Standard disclaimers apply.
I. WIND
The wind came at his back, pressing down and springing off like a March hare over a meadow patch causing Guy Fawkes to twist his stumble into a sidestep. The wind twined and twisted around him in a whirlwind of chatter; blown away words about a new playmate of some sort.
"Bugger off you barmy breeze, if you think I'm going to listen to you blather on about shite before I even get off the bloody corpse road! Go nick a newspaper and wait for a lad to at least to get a pint in him before pouncing in."
Guy shoved forward, walking widdershins towards the distant village lights, avoiding the churchyard with the wind nipping at his heels impatiently.
"Budge up and move over and I promise you those new goblin shanties you are so keen about. I sit on the bloody green and sing them to you all afternoon tomorrow if you just let me get to the pub."

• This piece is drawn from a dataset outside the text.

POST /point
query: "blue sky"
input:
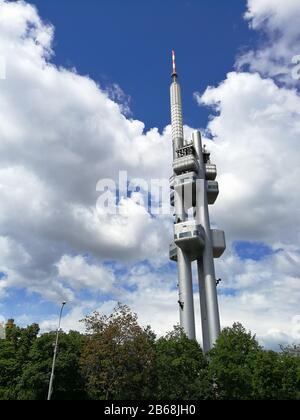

The air turned still and Guy Fawkes smiled, pulling a cig out of his pocket and lighting it with a small burst of flame from his finger. The wind was the best gossip in the all the worlds but the not the most incoherent: nothing but snatches and snitches of everything spoken in the open air. Still with a bit of patience and a bent ear for purloined poetry, you could charm news from the wind faster than a bird out of her skirt—all it took was the right touch, even if it meant that Guy Fawkes had to sit out on village green singing, 'dance magic dance' tomorrow.
Guy snorted and dragged out a puff on his cig, "Jack Frost, huh, I'll have to gen up about you but not before I have three pints in me. Hadn't had a proper beer since Candlemas. Goblin ale ain't fit to strip paint—paint deserves better," he muttered before making a beeline for the bright lights of the pub across the way.